We can repeat this process for all modules in the co-expression network.

Click to see code
plot_list <- list()
for(cur_mod in mods){

    print(cur_mod)

    # get the list of genes in this module 
    cur_genes <- modules %>% subset(module == cur_mod) %>% .$gene_name

    # get the kME for this module
    kme_df <- GetHubGenes(seurat_obj, n_hubs=Inf) %>%
        subset(gene_name %in% cur_genes)
    rownames(kme_df) <- kme_df$gene_name

    # subset TOM for genes in this module
    cur_TOM_ppi <- TOM_ppi[cur_genes,cur_genes] 
    cur_TOM_ppi[lower.tri(cur_TOM_ppi)] <- 0 

    # cast from from matrix to long dataframe, remove self-links
    cur_TOM_df <- reshape2::melt(cur_TOM_ppi) %>% subset(Var1 != Var2)

    # calculate degree for each gene and arrange by degree
    ppi_degree <- cur_TOM_df %>% 
        dplyr::group_by(Var1) %>% 
        dplyr::summarise(degree = sum(value)) %>%
        dplyr::mutate(weighted_degree = degree / max(degree)) %>%
        dplyr::arrange(-degree) %>% 
        dplyr::rename(gene_name = Var1) %>%
        as.data.frame() 
    rownames(ppi_degree) <- ppi_degree$gene_name

    # combine into 1 table:
    kme_df$ppi_degree <- ppi_degree[kme_df$gene_name, 'degree']

    # what are the top n genes (hub genes) by kME vs by ppi? 
    n_genes <- 25
    top_kme <- kme_df %>% slice_max(order_by=kME, n=n_genes) %>% .$gene_name
    top_ppi <- kme_df %>% slice_max(order_by=ppi_degree, n=n_genes) %>% .$gene_name
    top_both <- intersect(top_kme, top_ppi)

    # cast the network from wide to long format
    graph <- cur_TOM_ppi %>% 
        reshape2::melt() %>% 
        dplyr::rename(gene1 = Var1, gene2 = Var2, weight=value) %>%
        subset(weight > 0) %>%
        igraph::graph_from_data_frame() %>%
        tidygraph::as_tbl_graph(directed=FALSE) %>% 
        tidygraph::activate(nodes)

    # add the module name to the graph:
    V(graph)$module <- modules[V(graph)$name,'module']

    # add the hub gene status and connectivity
    V(graph)$hub <- ifelse(V(graph)$name %in% top_both, V(graph)$name, "")
    V(graph)$kME <- kme_df[V(graph)$name, 'kME']
    V(graph)$ppi_degree <- kme_df[V(graph)$name, 'ppi_degree']

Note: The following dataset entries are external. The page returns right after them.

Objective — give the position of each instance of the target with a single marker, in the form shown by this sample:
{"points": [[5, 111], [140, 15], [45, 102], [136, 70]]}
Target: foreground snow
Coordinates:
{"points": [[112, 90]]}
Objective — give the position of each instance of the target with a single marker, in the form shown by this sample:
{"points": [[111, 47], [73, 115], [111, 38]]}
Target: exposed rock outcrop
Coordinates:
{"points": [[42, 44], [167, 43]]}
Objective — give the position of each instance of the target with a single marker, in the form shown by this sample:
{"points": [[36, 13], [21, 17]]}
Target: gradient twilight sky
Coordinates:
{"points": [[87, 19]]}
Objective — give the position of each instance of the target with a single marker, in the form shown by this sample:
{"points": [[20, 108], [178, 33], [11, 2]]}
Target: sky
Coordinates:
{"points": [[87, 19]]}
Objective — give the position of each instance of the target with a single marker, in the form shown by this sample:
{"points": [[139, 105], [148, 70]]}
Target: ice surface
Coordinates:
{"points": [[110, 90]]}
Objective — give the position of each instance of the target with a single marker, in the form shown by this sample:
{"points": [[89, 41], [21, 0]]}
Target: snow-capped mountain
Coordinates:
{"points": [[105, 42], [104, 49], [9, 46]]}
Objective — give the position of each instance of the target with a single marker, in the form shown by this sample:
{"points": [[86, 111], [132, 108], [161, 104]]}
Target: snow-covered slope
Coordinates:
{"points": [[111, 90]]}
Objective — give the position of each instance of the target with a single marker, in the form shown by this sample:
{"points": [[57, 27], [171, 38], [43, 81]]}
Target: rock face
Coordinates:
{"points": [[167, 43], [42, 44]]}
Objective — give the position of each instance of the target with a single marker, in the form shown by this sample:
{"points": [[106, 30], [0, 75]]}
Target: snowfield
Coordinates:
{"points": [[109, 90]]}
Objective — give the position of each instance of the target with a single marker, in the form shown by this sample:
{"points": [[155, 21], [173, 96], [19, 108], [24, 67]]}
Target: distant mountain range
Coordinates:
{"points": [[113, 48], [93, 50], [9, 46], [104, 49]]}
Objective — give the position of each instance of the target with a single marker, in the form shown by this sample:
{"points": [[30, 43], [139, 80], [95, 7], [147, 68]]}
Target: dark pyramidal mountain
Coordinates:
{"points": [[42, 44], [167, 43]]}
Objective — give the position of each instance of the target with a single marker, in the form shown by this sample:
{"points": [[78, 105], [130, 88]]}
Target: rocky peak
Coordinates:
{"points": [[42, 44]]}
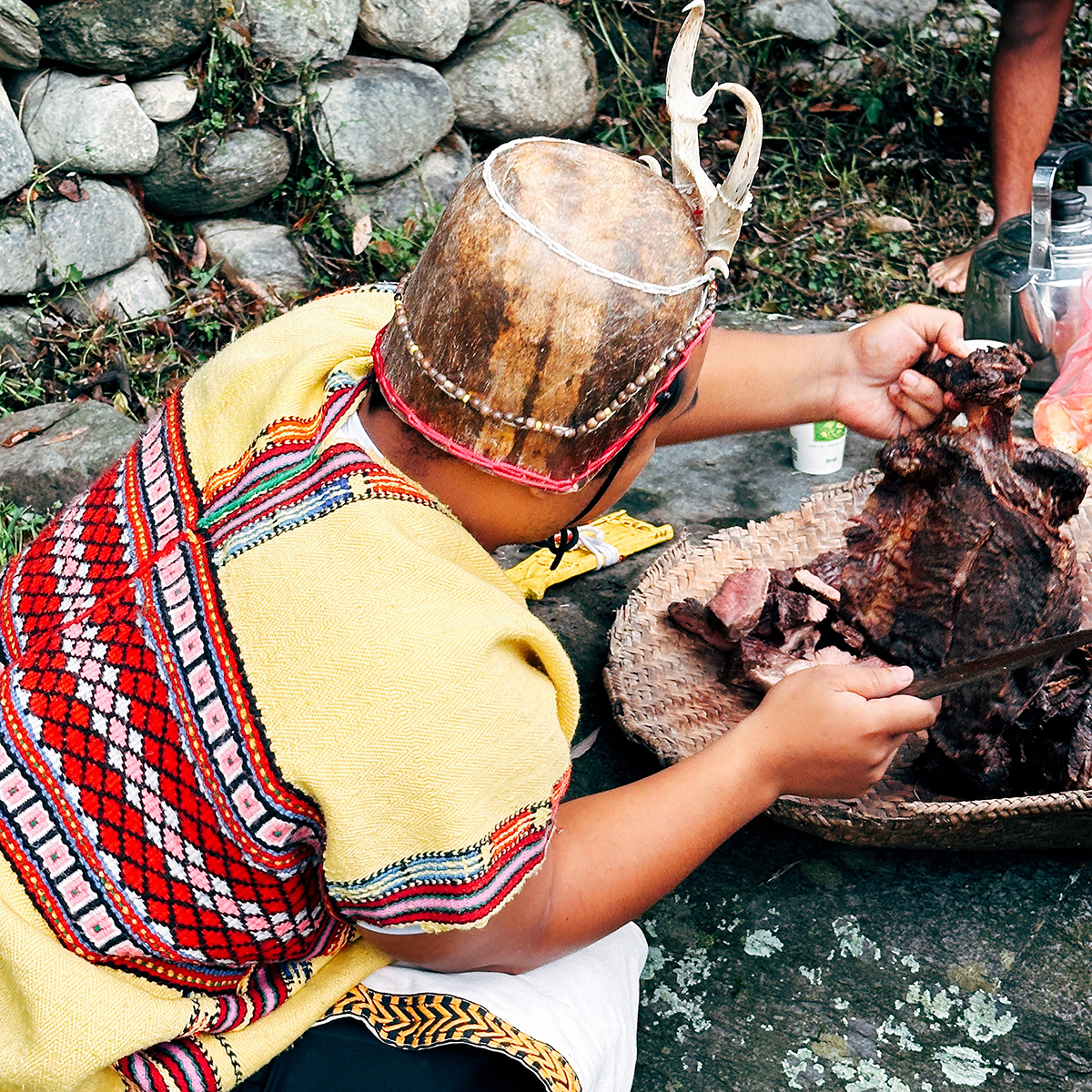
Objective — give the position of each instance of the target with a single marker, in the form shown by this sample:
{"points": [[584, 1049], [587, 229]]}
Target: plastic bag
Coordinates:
{"points": [[1063, 419]]}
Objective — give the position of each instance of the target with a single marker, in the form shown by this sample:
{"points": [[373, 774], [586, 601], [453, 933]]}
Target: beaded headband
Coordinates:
{"points": [[449, 387]]}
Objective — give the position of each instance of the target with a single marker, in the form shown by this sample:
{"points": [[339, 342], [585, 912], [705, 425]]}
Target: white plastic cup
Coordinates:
{"points": [[818, 448]]}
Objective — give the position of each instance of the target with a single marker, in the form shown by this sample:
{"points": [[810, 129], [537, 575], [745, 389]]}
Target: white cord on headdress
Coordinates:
{"points": [[594, 541], [538, 233]]}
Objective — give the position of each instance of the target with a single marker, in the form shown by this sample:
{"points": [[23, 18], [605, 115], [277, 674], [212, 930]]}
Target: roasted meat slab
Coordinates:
{"points": [[959, 551]]}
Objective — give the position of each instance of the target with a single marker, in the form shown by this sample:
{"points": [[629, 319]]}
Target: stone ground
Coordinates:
{"points": [[787, 962]]}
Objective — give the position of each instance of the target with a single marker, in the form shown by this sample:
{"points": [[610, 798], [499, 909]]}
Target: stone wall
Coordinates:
{"points": [[101, 123]]}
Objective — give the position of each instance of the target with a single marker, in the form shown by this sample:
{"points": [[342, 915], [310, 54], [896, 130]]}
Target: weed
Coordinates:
{"points": [[228, 79], [17, 528]]}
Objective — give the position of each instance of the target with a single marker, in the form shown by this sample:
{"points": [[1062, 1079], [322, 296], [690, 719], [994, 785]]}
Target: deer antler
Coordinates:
{"points": [[722, 207]]}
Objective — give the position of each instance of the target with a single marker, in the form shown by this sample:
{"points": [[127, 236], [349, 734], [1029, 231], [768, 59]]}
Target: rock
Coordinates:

    lay <- ggraph::create_layout(graph, layout_nicely(graph))
    lay <- ggraph::create_layout(graph, layout_with_graphopt(graph))

    p <- ggraph(lay) + 
    geom_edge_link(aes(alpha=scale01(weight)), color='darkgrey') + 
    geom_node_point(aes(color=module, size=ppi_degree)) +
    geom_node_point(
        data=subset(lay, hub != ''), 
        aes(fill=module, size=ppi_degree), color='black', shape=21
    ) +
    scale_colour_manual(values=mod_cp) +
    scale_fill_manual(values=mod_cp) +
    scale_edge_colour_manual(values=mod_cp) +
    geom_node_label(aes(label=hub), repel=TRUE, max.overlaps=Inf, fontface='italic', size=3) +
    NoLegend() + 
    ggtitle(paste0(cur_mod)) + 
    theme(
        plot.title = element_text(hjust=0.5)
    )

    plot_list[[cur_mod]] <- p
}

wrap_plots(plot_list, ncol=4)

Conclusion

Here we have discussed how to provide further support for the gene-gene links in the co-expression network by integrating with a protein-protein interaction network. If you are interested in further exporing specific gene-gene interactions, there are several external packages that can be explored. For example, both propr and memento are packages that can perform differential analysis of specific gene pairs.